Review Summary: At 5 AM I turned the radio on and an old mans voice sang a short sweet song, and then the static roared again hungry for blood...
By the time that John Darnielle, also known by his cloven alter-ego The Mountain Goats, set out to write 2000's
The Coroner's Gambit he had nine full-lengths and almost double that amount of lesser known singles and EP's to his name, but he had still yet to fully come into his own. True, he had already created the bitter and divisive Alpha couple, a concept he would fully explore later on
Tallahassee, and released two damn near flawless albums in
Sweden and
Nothing for Juice, yet those were just growing pains, a sign of things to come, a glimpse of the near limitless potential of Darnielle, his guitar, and a Panasonic RX-FT5000Â*boombox to record into. After a decade of honing his craft,
The Coroner's Gambit marks The Mountain Goat's first masterpiece.

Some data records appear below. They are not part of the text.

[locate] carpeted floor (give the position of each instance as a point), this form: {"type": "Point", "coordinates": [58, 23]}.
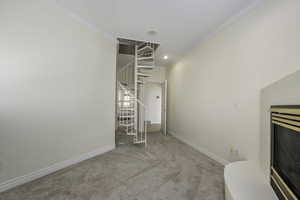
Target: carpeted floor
{"type": "Point", "coordinates": [166, 170]}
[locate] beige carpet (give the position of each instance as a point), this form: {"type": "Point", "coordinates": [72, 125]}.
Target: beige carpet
{"type": "Point", "coordinates": [166, 170]}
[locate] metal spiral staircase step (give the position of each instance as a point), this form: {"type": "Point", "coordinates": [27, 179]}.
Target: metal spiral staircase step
{"type": "Point", "coordinates": [143, 75]}
{"type": "Point", "coordinates": [147, 58]}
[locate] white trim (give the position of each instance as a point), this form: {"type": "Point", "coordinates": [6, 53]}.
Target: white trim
{"type": "Point", "coordinates": [202, 150]}
{"type": "Point", "coordinates": [53, 168]}
{"type": "Point", "coordinates": [84, 22]}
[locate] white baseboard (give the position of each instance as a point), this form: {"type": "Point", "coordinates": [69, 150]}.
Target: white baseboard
{"type": "Point", "coordinates": [202, 150]}
{"type": "Point", "coordinates": [53, 168]}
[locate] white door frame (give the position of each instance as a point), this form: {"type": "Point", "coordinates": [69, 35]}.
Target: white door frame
{"type": "Point", "coordinates": [164, 106]}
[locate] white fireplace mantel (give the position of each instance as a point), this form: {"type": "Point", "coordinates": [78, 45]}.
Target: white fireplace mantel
{"type": "Point", "coordinates": [245, 181]}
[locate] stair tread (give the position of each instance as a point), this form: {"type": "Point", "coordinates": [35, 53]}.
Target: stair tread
{"type": "Point", "coordinates": [145, 67]}
{"type": "Point", "coordinates": [126, 124]}
{"type": "Point", "coordinates": [143, 74]}
{"type": "Point", "coordinates": [147, 47]}
{"type": "Point", "coordinates": [126, 116]}
{"type": "Point", "coordinates": [146, 58]}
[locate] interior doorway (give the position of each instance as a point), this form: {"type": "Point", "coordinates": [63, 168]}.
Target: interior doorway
{"type": "Point", "coordinates": [155, 99]}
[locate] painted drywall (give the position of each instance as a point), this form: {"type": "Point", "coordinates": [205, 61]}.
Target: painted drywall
{"type": "Point", "coordinates": [152, 103]}
{"type": "Point", "coordinates": [214, 90]}
{"type": "Point", "coordinates": [158, 74]}
{"type": "Point", "coordinates": [283, 92]}
{"type": "Point", "coordinates": [57, 84]}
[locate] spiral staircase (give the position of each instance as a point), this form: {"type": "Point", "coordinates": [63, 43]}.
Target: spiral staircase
{"type": "Point", "coordinates": [131, 79]}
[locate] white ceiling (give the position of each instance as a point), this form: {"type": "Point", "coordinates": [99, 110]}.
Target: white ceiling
{"type": "Point", "coordinates": [179, 23]}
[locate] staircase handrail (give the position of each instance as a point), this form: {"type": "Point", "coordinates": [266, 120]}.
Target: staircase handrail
{"type": "Point", "coordinates": [131, 95]}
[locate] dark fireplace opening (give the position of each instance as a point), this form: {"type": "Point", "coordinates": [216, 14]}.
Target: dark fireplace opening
{"type": "Point", "coordinates": [285, 158]}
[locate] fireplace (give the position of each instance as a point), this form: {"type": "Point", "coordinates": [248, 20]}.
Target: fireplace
{"type": "Point", "coordinates": [285, 151]}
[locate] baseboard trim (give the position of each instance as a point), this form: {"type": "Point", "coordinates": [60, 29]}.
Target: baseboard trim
{"type": "Point", "coordinates": [53, 168]}
{"type": "Point", "coordinates": [202, 150]}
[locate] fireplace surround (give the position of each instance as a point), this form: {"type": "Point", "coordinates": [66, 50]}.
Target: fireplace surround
{"type": "Point", "coordinates": [285, 151]}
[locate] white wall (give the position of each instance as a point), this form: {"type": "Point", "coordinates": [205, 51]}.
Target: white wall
{"type": "Point", "coordinates": [214, 91]}
{"type": "Point", "coordinates": [158, 74]}
{"type": "Point", "coordinates": [57, 80]}
{"type": "Point", "coordinates": [283, 92]}
{"type": "Point", "coordinates": [153, 105]}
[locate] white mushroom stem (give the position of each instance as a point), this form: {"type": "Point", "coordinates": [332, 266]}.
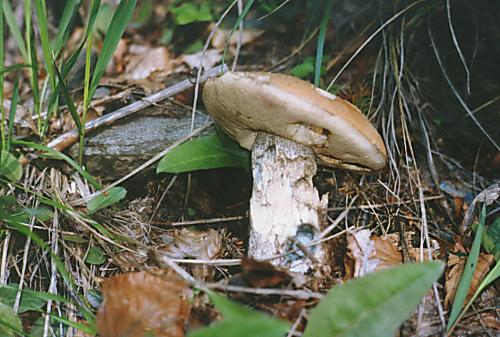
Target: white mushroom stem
{"type": "Point", "coordinates": [285, 208]}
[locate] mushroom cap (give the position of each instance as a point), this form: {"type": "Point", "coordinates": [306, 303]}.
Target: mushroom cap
{"type": "Point", "coordinates": [246, 103]}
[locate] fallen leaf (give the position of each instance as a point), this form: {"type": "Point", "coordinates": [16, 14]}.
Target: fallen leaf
{"type": "Point", "coordinates": [259, 274]}
{"type": "Point", "coordinates": [143, 304]}
{"type": "Point", "coordinates": [145, 62]}
{"type": "Point", "coordinates": [372, 253]}
{"type": "Point", "coordinates": [193, 244]}
{"type": "Point", "coordinates": [221, 35]}
{"type": "Point", "coordinates": [210, 59]}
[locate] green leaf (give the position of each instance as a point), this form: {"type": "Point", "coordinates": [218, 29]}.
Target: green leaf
{"type": "Point", "coordinates": [72, 237]}
{"type": "Point", "coordinates": [9, 322]}
{"type": "Point", "coordinates": [202, 153]}
{"type": "Point", "coordinates": [374, 305]}
{"type": "Point", "coordinates": [114, 33]}
{"type": "Point", "coordinates": [470, 267]}
{"type": "Point", "coordinates": [189, 12]}
{"type": "Point", "coordinates": [41, 213]}
{"type": "Point", "coordinates": [103, 18]}
{"type": "Point", "coordinates": [105, 199]}
{"type": "Point", "coordinates": [14, 29]}
{"type": "Point", "coordinates": [303, 70]}
{"type": "Point", "coordinates": [10, 167]}
{"type": "Point", "coordinates": [30, 300]}
{"type": "Point", "coordinates": [240, 321]}
{"type": "Point", "coordinates": [491, 239]}
{"type": "Point", "coordinates": [194, 47]}
{"type": "Point", "coordinates": [70, 9]}
{"type": "Point", "coordinates": [61, 156]}
{"type": "Point", "coordinates": [321, 42]}
{"type": "Point", "coordinates": [96, 256]}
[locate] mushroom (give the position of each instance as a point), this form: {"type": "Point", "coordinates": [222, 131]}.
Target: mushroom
{"type": "Point", "coordinates": [289, 125]}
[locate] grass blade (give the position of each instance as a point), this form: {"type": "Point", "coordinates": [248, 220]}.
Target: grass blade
{"type": "Point", "coordinates": [14, 29]}
{"type": "Point", "coordinates": [244, 13]}
{"type": "Point", "coordinates": [321, 42]}
{"type": "Point", "coordinates": [41, 13]}
{"type": "Point", "coordinates": [115, 31]}
{"type": "Point", "coordinates": [12, 113]}
{"type": "Point", "coordinates": [58, 155]}
{"type": "Point", "coordinates": [470, 267]}
{"type": "Point", "coordinates": [69, 13]}
{"type": "Point", "coordinates": [69, 100]}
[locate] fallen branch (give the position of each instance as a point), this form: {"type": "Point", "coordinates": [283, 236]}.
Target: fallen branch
{"type": "Point", "coordinates": [65, 140]}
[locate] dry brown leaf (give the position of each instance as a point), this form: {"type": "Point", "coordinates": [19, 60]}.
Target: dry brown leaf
{"type": "Point", "coordinates": [210, 59]}
{"type": "Point", "coordinates": [220, 38]}
{"type": "Point", "coordinates": [193, 244]}
{"type": "Point", "coordinates": [259, 274]}
{"type": "Point", "coordinates": [454, 273]}
{"type": "Point", "coordinates": [142, 304]}
{"type": "Point", "coordinates": [145, 61]}
{"type": "Point", "coordinates": [386, 251]}
{"type": "Point", "coordinates": [371, 253]}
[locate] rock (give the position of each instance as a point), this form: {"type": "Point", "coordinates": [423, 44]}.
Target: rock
{"type": "Point", "coordinates": [115, 150]}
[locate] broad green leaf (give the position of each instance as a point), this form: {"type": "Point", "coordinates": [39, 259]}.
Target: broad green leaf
{"type": "Point", "coordinates": [240, 321]}
{"type": "Point", "coordinates": [10, 168]}
{"type": "Point", "coordinates": [374, 305]}
{"type": "Point", "coordinates": [189, 12]}
{"type": "Point", "coordinates": [202, 153]}
{"type": "Point", "coordinates": [105, 199]}
{"type": "Point", "coordinates": [96, 256]}
{"type": "Point", "coordinates": [74, 238]}
{"type": "Point", "coordinates": [9, 322]}
{"type": "Point", "coordinates": [468, 273]}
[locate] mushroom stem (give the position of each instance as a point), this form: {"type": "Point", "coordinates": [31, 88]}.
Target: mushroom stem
{"type": "Point", "coordinates": [286, 211]}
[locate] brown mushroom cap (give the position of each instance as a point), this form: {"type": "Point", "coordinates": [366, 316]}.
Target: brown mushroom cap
{"type": "Point", "coordinates": [246, 103]}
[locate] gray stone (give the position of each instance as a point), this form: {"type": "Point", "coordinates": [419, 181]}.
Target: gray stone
{"type": "Point", "coordinates": [115, 150]}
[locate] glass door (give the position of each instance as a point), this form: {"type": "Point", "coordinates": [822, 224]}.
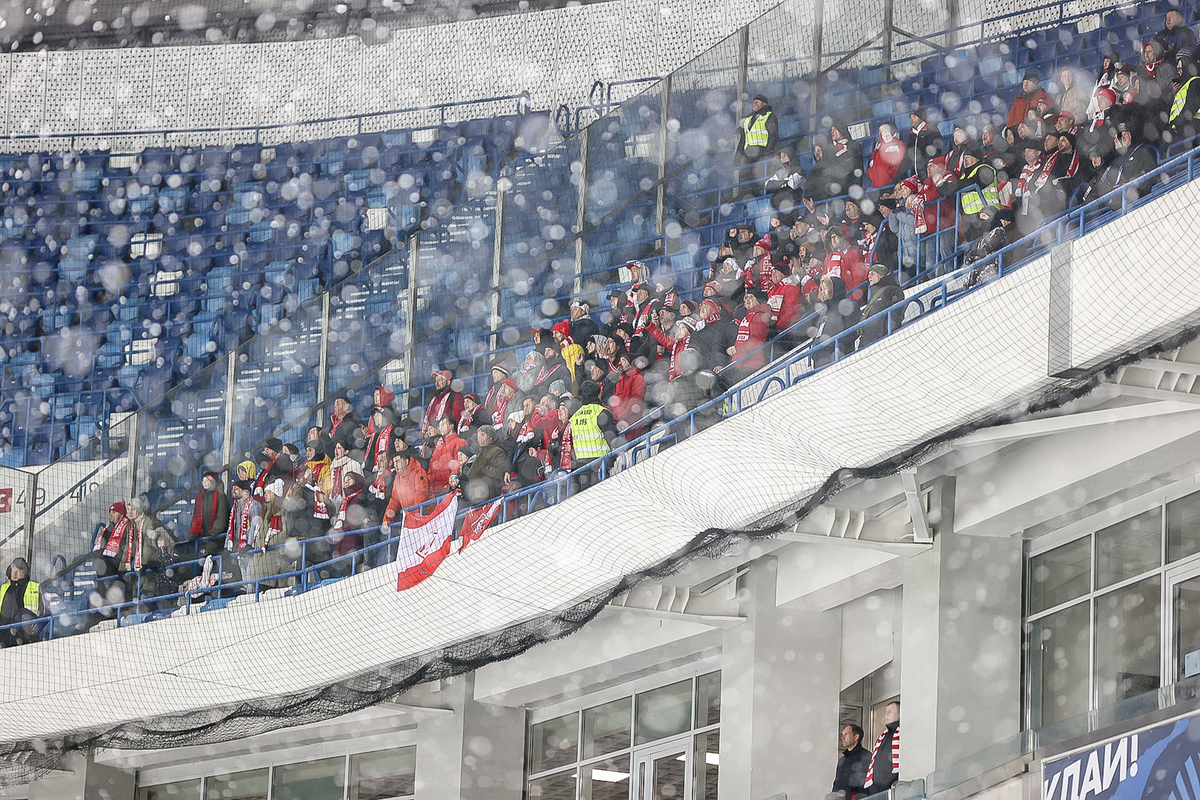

Like every Mountain Goats album before 2002's
Tallahassee,
The Coroner's Gambit is a musically simple, yet emotionally complex, collection of lo-fi gold, eschewing professional conventions in favor of intimate, homebrewed numbers awash in a tinny haze of tape hiss, charmingly under produced acoustic guitar, and buzzing vocals. Even on his earliest songs, Darnielle's hyper-literate prose was, and still is, one of music's best kept secrets, and the 16 songs on display here mark his evolution from bookish wordsmith to enlightened philosopher. Bittersweet and unnerving, the stories presented on
The Coroner's Gambit, while mostly fictitious, are so hauntingly bare that it is hard to believe that Darnielle hasn't lived dozens of lives, each full of despair and distrust, as well as joy and rapture, displaying his uncanny ability to wrap his bleak musings on the best and the worst of human interactions in the prettiest of melodies.